Avera Cancer Institute, Sioux Falls, SD, USA.
J Appl Clin Med Phys. 2020 Aug;21(8):83-91. doi: 10.1002/acm2.12918. Epub 2020 Jun 25.
To apply failure mode and effect analysis (FMEA) to generate an effective and efficient initial physics plan checklist.
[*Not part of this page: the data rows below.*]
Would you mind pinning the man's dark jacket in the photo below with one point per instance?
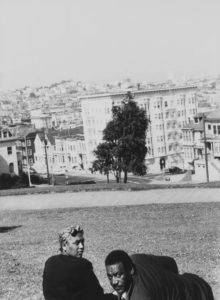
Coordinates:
(70, 278)
(152, 281)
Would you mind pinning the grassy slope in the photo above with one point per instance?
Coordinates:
(188, 232)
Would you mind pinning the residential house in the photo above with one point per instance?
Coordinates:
(8, 154)
(168, 110)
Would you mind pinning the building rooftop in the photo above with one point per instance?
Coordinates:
(214, 115)
(137, 92)
(194, 126)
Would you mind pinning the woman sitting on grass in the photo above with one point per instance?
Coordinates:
(68, 276)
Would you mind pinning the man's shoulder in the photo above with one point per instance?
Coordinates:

A team of physicists, dosimetrists, and therapists was setup to reconstruct the workflow processes involved in the generation of a treatment plan beginning from simulation. The team then identified possible failure modes in each of the processes. For each failure mode, the severity (S), frequency of occurrence (O), and the probability of detection (D) was assigned a value and the risk priority number (RPN) was calculated. The values assigned were based on TG 100. Prior to assigning a value, the team discussed the values in the scoring system to minimize randomness in scoring. A local database of errors was used to help guide the scoring of frequency.
Twenty-seven process steps and 50 possible failure modes were identified starting from simulation to the final approved plan ready for treatment at the machine. Any failure mode that scored an average RPN value of 20 or greater was deemed "eligible" to be placed on the second checklist. In addition, any failure mode with a severity score value of 4 or greater was also considered for inclusion in the checklist. As a by-product of this procedure, safety improvement methods such as automation and standardization of certain processes (e.g., dose constraint checking, check tools), removal of manual transcription of treatment-related information as well as staff education were implemented, although this was not the team's original objective. Prior to the implementation of the new FMEA-based checklist, an in-service for all the second checkers was organized to ensure further standardization of the process.
The FMEA proved to be a valuable tool for identifying vulnerabilities in our workflow and processes in generating a treatment plan and subsequently a new, more effective initial plan checklist was created.
应用失效模式和效果分析(FMEA)生成有效的初始物理计划清单。
成立了一个物理学家、剂量师和治疗师团队,以重建从模拟开始生成治疗计划所涉及的工作流程。然后,团队在每个流程中识别可能的失效模式。对于每种失效模式,严重性(S)、发生频率(O)和检测概率(D)都被赋予一个值,然后计算风险优先数(RPN)。分配的值基于 TG 100。在分配值之前,团队讨论了评分系统中的值,以减少评分的随机性。使用本地错误数据库来帮助指导频率的评分。
从模拟到最终准备在机器上治疗的批准计划,共确定了 27 个流程步骤和 50 种可能的失效模式。任何平均 RPN 值为 20 或更高的失效模式都被认为“符合条件”,可以列入第二个清单。此外,任何严重程度评分为 4 或更高的失效模式也被考虑列入清单。作为该程序的副产品,实施了诸如自动化和某些流程的标准化(例如剂量限制检查、检查工具)、消除与治疗相关信息的手动转录以及员工教育等安全改进方法,尽管这不是团队的原始目标。在实施新的基于 FMEA 的清单之前,为所有第二检查者组织了一次在职培训,以确保进一步标准化该流程。
FMEA 被证明是识别生成治疗计划工作流程和流程中的弱点的有效工具,随后创建了一个新的、更有效的初始计划清单。